“Why identity is a lie we can’t live without” Writing

I honestly don’t know how I felt about the Goddam material. The paper while “identity is a lie we can’t live without” is just a basic outline of how Human tribalism is bad. A tale as old as time about how society would be better without tribalism, but Since we don’t live in a fairy tale land, we need to do the next best thing which keeps it under control. By not hating people for the piteous of shit like their skin color, national origin, and, beliefs. Also, within the material, it has a format I don’t like in serious articles a transcribed interview. Instead of putting in an effort by making paragraphs, describing the emotions on the persons face, or, integrating important details into the article as we get to know this person like who they are, their professions, their life story, into the interview. Well, there is just a giant info dump at the beginning about who was talking to then jumping right into it. So, they start talking about the fundamental nature of identity and how everyone has one even though they don’t want one. All it is beating the dead horse of how identities fundamental to human civilization and nature. How we fuse divisions of identity to justify terrible things. Honestly, I just don’t know where this is going with all the readings.


One Reply to ““Why identity is a lie we can’t live without” Writing”

  1. Hi Doyle, I’m puzzled by your approach to this freewrite. Given your reading situation – you need to write a paper about identity by Monday – I’m not sure your time was best spent ranting about the format of the interview and reducing the ideas in it to a slogan and proclaiming it all old news.

    Consider a parallel situation.

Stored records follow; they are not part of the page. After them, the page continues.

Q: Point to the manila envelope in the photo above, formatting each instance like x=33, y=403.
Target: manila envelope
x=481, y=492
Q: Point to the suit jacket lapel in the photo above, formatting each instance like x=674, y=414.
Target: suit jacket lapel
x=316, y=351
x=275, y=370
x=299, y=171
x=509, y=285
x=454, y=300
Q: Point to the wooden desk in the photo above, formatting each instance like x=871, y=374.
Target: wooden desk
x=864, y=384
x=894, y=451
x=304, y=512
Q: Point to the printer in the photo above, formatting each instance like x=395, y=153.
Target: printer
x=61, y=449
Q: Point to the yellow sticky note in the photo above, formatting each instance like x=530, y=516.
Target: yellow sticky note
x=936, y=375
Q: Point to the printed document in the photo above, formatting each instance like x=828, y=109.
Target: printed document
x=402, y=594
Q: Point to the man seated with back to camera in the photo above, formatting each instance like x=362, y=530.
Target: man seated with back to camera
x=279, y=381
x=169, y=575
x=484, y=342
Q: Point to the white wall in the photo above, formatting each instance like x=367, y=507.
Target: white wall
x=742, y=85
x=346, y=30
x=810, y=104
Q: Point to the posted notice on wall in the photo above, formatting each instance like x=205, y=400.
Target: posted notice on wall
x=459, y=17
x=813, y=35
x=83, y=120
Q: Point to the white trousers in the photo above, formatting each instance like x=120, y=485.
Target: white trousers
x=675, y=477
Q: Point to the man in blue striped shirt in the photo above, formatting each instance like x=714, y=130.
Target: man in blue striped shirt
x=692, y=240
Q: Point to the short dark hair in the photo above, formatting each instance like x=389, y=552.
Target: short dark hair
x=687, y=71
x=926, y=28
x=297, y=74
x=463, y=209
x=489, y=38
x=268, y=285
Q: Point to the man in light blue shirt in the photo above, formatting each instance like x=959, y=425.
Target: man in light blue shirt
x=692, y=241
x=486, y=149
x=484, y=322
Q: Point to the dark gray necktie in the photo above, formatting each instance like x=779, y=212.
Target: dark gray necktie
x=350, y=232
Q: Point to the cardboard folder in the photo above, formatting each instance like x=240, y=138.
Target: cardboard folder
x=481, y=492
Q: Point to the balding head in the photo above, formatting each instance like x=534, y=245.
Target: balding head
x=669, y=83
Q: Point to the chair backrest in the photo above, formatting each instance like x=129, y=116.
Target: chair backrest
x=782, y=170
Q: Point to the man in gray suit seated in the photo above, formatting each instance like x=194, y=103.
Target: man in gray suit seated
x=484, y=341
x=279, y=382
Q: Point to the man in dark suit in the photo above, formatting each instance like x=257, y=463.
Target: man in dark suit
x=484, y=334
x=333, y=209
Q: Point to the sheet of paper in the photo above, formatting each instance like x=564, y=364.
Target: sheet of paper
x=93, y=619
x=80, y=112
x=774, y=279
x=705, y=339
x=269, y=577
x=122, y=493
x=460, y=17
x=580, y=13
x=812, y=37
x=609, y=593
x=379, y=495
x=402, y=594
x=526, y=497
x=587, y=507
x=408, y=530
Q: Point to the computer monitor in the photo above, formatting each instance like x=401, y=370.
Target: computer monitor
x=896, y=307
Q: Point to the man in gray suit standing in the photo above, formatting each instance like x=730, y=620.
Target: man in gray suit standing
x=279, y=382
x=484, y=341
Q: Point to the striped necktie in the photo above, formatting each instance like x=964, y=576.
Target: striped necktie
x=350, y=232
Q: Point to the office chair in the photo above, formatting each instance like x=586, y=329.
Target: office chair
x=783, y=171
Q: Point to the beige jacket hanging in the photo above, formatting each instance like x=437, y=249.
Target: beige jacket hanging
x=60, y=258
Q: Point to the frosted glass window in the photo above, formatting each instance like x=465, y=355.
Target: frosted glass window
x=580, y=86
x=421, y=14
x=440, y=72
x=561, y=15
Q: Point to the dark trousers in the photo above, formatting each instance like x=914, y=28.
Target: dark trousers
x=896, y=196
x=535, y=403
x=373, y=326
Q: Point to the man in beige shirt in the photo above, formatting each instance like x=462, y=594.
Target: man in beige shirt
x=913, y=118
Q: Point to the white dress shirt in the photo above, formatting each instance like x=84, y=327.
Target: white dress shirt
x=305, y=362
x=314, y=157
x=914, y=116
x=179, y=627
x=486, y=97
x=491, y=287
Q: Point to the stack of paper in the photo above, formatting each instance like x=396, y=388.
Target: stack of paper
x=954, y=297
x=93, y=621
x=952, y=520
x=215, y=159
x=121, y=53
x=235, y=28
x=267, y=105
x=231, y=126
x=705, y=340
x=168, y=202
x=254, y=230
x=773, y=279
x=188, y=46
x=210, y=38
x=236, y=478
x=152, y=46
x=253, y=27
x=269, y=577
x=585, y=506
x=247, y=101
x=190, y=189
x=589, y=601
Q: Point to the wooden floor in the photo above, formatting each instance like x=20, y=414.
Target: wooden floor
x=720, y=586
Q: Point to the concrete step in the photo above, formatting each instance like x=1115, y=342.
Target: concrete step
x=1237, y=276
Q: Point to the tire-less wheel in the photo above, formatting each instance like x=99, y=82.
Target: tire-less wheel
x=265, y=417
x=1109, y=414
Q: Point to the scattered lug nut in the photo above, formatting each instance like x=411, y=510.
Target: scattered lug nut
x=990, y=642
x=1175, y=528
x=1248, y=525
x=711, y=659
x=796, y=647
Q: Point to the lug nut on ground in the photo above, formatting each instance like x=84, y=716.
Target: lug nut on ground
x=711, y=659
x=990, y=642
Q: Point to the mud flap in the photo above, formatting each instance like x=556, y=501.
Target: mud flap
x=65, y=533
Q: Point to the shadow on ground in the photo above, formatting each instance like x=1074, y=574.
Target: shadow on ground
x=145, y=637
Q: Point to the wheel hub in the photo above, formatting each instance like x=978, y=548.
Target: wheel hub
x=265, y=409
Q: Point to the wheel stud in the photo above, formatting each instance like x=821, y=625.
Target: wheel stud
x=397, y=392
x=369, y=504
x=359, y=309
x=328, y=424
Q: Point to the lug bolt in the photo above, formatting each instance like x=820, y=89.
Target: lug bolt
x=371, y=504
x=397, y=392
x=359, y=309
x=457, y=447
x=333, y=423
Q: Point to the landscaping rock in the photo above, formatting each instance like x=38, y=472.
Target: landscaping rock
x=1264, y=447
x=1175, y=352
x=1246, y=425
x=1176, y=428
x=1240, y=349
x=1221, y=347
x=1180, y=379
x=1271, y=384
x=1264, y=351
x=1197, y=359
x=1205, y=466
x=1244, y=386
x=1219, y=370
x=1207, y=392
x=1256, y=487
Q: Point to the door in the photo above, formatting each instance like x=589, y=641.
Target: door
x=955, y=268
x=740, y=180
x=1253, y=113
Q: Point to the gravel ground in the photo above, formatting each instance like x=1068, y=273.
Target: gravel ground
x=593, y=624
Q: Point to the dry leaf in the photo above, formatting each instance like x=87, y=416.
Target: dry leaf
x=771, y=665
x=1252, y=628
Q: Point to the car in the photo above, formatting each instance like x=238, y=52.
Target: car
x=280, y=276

You’ve been tasked by your lab manager to learn more about the care and keeping of clown fish, and she’s given you five articles to read and to report back what you learned to answer the essential question: how can clown fish thrive in captivity?

    As you browse the articles you realize they’re not in your favorite format and get a bit irritated. You also realize that some of the material is familiar because you’ve already learned some stuff about clown fish. In that situation, would you use the same strategy you did here, or would you work to engage the material, see if there’s something new to learn or to build on?

    By reducing the interview to broad concepts like “tribalism” and “human nature” you pulled your focus away from the nuances and details that might have moved your thinking on identity forward. By ranting about format, you spent the time you might have spent exploring and developing the ideas you found in the articles in productive ways.

    Bottom line, try to manage the desire to critique and quickly pigeon-hole the readings and instead use the time available to work through them and move your thinking forward.